You can even sprinkle the mixture over a salad made with fresh greens, sliced apple, and a simple balsamic vinaigrette.
Makes 4.5 cups
- 1 cup unsweetened coconut flakes (large flakes are best here)
- 1 cup raw pecans
- 1 cup raw walnuts
- 2 cups slivered raw almonds
- 1/4 cup hemp seed
- 1/4 cup chia seeds
- 1/4 cup ground flaxseeds
- 1/4 cup roasted unsalted pumpkin seeds
- 1 1/2 tsp ground cinnamon
- 1/4 tsp of sea salt
- 3 Tbsp coconut oil
- 1/3 cup pure maple syrup
- OPTIONAL: 1/4 cup dried blueberries. If you want to get fancy, try goji or golden berries
Preheat oven to 325 degrees F, and position a rack in the center of the oven. Line a baking sheet with parchment paper (you might need two, depending on the size of your pan).
In a large mixing bowl, combine the coconut, nuts, chia seeds, flax seed, hemp seed, pumpkin seeds, cinnamon, and salt.

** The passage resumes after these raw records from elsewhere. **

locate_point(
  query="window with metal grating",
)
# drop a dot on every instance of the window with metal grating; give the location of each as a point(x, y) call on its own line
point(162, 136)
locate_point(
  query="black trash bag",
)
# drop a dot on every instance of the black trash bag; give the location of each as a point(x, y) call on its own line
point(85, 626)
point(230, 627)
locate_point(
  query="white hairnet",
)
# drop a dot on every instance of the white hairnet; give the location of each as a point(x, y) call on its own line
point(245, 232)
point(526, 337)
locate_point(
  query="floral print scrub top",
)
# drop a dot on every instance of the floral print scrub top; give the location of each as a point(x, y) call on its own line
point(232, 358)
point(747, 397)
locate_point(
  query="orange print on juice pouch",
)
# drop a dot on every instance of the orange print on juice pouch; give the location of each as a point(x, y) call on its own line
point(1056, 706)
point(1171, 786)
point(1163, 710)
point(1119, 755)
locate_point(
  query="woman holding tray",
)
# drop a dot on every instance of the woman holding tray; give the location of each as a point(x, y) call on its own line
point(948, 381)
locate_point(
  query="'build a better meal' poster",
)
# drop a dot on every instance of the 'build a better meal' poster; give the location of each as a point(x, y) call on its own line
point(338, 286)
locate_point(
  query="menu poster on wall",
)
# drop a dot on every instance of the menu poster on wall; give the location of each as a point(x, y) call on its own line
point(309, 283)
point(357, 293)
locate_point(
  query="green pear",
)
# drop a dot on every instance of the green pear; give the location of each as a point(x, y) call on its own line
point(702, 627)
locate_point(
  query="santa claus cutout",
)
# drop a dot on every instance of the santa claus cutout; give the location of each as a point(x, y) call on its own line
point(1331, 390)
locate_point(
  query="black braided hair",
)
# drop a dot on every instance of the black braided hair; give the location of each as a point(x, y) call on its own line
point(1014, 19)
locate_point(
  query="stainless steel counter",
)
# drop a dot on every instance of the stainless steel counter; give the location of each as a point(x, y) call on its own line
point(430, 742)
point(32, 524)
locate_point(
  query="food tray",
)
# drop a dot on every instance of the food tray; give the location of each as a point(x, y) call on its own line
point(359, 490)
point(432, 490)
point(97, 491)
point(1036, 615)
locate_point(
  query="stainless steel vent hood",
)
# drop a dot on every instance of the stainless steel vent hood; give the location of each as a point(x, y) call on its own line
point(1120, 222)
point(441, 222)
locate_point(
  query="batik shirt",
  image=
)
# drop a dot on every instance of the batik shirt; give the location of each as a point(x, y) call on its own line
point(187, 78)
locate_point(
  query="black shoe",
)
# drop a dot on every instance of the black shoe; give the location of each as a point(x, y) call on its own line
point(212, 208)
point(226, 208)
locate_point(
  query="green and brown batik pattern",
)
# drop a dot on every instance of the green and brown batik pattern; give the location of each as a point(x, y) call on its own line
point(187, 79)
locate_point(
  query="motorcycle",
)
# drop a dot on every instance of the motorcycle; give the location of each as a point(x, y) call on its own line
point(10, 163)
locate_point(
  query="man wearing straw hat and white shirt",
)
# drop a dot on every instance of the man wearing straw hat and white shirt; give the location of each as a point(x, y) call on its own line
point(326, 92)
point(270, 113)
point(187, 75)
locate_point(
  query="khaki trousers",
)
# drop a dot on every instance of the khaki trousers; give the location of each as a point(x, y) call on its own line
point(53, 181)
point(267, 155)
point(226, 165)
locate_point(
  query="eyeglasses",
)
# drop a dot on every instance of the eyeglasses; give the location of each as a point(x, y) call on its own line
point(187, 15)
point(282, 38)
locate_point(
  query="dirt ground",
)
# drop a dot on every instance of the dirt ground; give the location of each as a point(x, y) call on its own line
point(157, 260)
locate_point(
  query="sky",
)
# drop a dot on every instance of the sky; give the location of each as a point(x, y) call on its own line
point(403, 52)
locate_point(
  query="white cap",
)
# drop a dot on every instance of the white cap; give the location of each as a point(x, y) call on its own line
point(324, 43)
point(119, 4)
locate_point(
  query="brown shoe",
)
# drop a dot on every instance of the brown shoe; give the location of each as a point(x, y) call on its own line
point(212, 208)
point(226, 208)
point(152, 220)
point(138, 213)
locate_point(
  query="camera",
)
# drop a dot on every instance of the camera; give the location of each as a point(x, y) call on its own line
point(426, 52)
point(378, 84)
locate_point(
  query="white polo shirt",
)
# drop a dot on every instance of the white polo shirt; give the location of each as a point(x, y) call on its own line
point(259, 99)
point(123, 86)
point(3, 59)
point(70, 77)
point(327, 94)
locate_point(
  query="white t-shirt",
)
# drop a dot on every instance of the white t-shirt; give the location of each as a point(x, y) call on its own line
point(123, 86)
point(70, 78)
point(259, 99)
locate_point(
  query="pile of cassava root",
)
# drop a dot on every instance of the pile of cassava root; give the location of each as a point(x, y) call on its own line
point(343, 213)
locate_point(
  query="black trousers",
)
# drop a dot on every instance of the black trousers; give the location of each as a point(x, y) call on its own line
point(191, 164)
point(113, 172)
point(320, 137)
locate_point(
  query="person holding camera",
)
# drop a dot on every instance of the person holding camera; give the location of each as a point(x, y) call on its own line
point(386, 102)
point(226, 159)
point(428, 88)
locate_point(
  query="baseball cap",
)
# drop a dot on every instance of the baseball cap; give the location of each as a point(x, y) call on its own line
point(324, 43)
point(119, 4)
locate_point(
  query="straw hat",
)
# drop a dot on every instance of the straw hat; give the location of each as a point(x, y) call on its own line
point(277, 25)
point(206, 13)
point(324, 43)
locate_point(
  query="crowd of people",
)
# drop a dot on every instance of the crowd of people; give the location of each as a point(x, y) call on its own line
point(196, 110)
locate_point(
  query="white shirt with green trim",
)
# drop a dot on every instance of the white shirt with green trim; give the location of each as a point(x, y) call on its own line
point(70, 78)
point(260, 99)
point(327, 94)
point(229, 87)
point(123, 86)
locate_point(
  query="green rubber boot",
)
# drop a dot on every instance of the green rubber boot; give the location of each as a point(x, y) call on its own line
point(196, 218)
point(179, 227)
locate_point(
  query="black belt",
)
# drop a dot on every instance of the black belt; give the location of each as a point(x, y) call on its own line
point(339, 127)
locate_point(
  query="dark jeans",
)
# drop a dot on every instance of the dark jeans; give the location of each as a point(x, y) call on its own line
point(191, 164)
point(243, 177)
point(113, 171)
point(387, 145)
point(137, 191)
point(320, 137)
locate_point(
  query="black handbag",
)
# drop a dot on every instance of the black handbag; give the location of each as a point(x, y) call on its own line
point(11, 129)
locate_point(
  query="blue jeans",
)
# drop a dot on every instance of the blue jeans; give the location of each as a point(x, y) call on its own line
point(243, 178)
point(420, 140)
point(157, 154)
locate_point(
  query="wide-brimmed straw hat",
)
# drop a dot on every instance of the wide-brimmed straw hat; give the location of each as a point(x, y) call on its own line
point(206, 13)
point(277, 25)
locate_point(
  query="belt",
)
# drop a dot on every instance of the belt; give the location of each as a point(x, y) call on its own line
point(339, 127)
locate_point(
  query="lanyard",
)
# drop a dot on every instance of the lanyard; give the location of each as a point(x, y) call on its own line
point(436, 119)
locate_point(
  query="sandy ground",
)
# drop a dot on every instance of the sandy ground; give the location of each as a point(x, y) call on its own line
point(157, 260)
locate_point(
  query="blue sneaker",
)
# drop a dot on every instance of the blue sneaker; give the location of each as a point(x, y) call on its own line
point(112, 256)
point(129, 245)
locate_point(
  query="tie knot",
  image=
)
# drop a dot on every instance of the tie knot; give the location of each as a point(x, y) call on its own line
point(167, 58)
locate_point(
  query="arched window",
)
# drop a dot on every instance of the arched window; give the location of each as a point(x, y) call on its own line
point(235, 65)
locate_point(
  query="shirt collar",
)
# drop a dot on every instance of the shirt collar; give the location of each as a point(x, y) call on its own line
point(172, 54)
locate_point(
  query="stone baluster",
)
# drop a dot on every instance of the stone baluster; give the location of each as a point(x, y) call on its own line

In a small saucepan over low heat, warm the coconut oil and maple syrup. Keep warming until the coconut oil melts. Give the mixture a stir, then pour over the dry ingredients. Mix well, until the nuts and seeds are well coated.
Spread the mixture evenly in a thin layer onto a large baking sheet (you might need two pans). Bake for 20 minutes.
Increase heat to 350 degrees F, and bake for another 5-8 minutes, or until the granola turns golden brown. Watch the granola carefully, so it doesn’t burn.
Once the granola is visibly browned, remove from the oven and let cool completely.
Store in a container with an air-tight lid. It should stay fresh for 2-3 weeks.